If I hadn't already given up my tickets, the final straw would have been when UK removed the "ring of honor" from the stadium, the very players who essentially built and expanded it, so they could sell even more advertising. Many diehard fans are gone, and the sad part is, we'll never return.
Lower football expectations
In 1951 when the University of Kentucky won the Sugar Bowl, there were only five bowls and only the top 10 teams in the country got to go bowling.
In 2012, there are 35 bowls for the 123 Division 1-A teams. Over 50 percent of those teams are invited to play in bowls and most of them only require six wins.
The accomplishment by the 1951 UK football team was a very big deal. What was accomplished in the Rich Brooks era (39-47) with four bowl appearances was a big deal for UK fans, but on the grand scale of things not so big a deal.
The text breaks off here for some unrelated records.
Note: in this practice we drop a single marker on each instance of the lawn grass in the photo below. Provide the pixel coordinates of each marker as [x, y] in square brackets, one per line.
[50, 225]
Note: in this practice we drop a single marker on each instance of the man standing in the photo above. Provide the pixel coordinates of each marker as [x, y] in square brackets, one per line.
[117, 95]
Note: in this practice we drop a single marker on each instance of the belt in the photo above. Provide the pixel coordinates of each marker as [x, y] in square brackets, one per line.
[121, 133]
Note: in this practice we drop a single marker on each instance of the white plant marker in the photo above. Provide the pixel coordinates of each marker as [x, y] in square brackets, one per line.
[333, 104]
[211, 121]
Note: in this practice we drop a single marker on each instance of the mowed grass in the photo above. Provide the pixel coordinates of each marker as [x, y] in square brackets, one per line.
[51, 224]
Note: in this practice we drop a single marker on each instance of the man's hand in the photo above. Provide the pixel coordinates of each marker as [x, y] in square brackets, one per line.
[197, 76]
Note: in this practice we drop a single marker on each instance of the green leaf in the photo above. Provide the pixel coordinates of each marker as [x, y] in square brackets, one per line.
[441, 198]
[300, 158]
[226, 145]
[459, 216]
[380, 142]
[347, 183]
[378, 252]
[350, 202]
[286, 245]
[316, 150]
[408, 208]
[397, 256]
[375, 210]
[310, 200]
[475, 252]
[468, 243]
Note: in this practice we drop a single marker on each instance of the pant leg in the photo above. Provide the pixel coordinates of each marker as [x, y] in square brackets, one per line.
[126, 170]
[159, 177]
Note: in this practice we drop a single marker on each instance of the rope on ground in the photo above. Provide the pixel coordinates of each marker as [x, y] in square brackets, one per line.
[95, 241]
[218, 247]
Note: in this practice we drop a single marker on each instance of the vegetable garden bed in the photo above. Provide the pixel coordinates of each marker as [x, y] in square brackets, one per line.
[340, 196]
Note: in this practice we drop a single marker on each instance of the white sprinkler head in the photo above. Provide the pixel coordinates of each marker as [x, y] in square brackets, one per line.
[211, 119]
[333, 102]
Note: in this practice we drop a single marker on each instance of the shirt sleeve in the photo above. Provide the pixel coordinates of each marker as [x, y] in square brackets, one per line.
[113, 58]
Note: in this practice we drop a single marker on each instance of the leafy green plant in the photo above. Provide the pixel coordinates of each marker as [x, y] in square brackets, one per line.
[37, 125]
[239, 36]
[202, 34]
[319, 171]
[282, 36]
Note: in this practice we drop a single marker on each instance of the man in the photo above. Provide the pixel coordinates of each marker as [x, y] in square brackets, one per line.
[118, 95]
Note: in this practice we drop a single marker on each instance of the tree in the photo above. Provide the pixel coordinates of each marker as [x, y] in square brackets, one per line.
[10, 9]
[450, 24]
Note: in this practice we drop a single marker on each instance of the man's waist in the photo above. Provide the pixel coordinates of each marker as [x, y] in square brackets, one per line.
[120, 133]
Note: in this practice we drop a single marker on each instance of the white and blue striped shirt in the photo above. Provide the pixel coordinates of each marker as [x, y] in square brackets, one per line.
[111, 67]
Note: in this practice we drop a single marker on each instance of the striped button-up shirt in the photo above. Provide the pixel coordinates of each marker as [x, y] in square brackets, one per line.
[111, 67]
When you have just broken an 0-26 losing streak versus Tennessee and have extended yet another 0-26 playing Florida have poor W-L records versus Alabama, South Carolina and others in the outstanding SEC, what Coach Joker Phillips' doing currently is not a lot different than in the past 60 years.
UK occasionally upsets one of these several major powers in the SEC, but not often enough to render any hope for it to happen on a regular basis.
I claim no authority or genius in any area, especially college football, but visions of grandeur seem to exist that make almost every season a huge disappointment.
Phillips is just the most recent joker to have the pay the price of over-expectation. Either lower expectations or try the ACC. Rebuilding, rebuilding. Reassess your expectations; make them realistic.
Crack down on vote fraud
In the Oct. 3 edition the paper ran an editorial criticizing efforts to combat voter fraud. Why is there such a backlash, hue and cry over the long overdue attempts to ensure honest elections?
The franchise is our most important right and privilege, but a corollary of that right is, that the vote should count at its full weight, not be diluted by fraudulent votes.
Opponents of these measures are quick to claim that there is little evidence of such fraud.
Of course it took Claude Rains in Casablanca a very long time until he was "shocked by finding gambling in Rick's place," too.
Those in my area are well aware how rife our election system is with fraud of all kinds. Seeking to ensure that voters are who they say they are, and that they live where they claim to live (or perhaps live at all) seem pretty tame steps to ensure the integrity of the vote.
And despite the hysteria, what new vote fraud measures have passed that don't make a provision for casting the vote anyway and letting it be counted once identity or residence is proven? That would be none.